Wednesday, June 14, 2006

Last night's game was a classic, at least until Julian Tavarez showed up.

Curt Schilling and Johan Santana matched each other for 8 innings, both pitchers leaving the game with a 1-1 tie. The only runs came in the 7th, with solo home runs by Jason Varitek for the Sox and Michael Cuddyer for the Twins. Then the bullpens came in. Papelbon and Timlin provided three innings of scoreless relief for the Sox. Joe Nathan and Juan Rincon matched that for the Twins.

Then the teams obviously ran out of good relievers. The Sox came up with a run in the top of the 12th off Jesse Crain on an Alex Gonzalez ground out, with Lowell scoring from 3rd.

Then Francona brought in Tavarez to pitch the bottom of the inning in a save situation. Tavarez has been very inconsistent this year, and the trend continued. After getting Joe Mauer for the first out, he hit Cuddyer. Justin Morneau followed with a ground rule double and Torii Hunter was intentionally walked to load the bases. Then Tavarez gave up a walk-off grand slam homer to Jason Kubel to end the game.

It was a disappoing end to a great game. It's pretty easy to second guess Francona (there was a lot of that on WEEI today). Tavarez has not pitched well this year. Would you have been better off bringing in Manny Delcarmen and giving the kid a bit of a trial by fire? Maybe. At some point these young pitchers are going to have to prove they can pitch in pressure situations.

One of the podcasts I listen to is MLB Radio Daily. Usually the shows are pretty good, but as an arm of MLB, they tend to be apologists for the game. The latest example, which really infuriated me, was former catcher Jim Leyritz talking about the Jason Grimsley situation.

Leyritz, as far as I can figure it, had three main points:

Grimsley shouldn't have named other players in his testimony.

This sounds good in the abstract. Personally, however, if a dozen or so IRS and FBI agents show up at my house, the odds are pretty good that I'm going to sing like a canary.

The HGH Grimsley was taking isn't a performance enhancer, but just helps with recovery.

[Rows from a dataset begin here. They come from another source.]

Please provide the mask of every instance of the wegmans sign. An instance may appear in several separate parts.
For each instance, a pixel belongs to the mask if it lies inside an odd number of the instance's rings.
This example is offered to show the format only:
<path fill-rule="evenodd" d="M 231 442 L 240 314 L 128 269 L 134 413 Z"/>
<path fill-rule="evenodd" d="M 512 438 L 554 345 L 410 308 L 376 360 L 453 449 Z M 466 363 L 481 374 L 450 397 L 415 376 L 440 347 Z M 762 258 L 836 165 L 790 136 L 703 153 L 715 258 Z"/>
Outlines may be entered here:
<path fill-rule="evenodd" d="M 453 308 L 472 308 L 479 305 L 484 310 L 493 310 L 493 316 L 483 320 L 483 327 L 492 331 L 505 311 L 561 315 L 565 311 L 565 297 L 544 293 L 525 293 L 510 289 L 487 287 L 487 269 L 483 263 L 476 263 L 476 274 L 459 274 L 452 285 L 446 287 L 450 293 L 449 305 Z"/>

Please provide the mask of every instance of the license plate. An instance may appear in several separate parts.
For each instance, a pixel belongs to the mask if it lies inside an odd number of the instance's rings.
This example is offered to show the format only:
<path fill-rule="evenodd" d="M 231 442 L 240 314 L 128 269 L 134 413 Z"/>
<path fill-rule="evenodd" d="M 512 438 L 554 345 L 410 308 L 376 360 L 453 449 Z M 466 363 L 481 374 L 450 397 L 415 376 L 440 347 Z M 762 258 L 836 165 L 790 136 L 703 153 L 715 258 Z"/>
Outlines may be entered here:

OK, if you are taking a substance that allows your body to bounce back more quickly than another players who isn't cheating, doesn't that enhance your performance? You may not grow big muscles like you do with steroids, but obviously taking HGH makes you play better. Otherwise, why take it?

He also doesn't address the fact that Grimsley was using steroids prior to the MLB testing system.

Players who were using steroids shouldn't be punished if they did it before the rules came into existance.

I hear this one a lot from various baseball people. They never seem to remember that taking steroids without a doctors prescription is against the law. I don't think it's unreasonable that we should expect that ballplayers are using legal means to prepare for the season.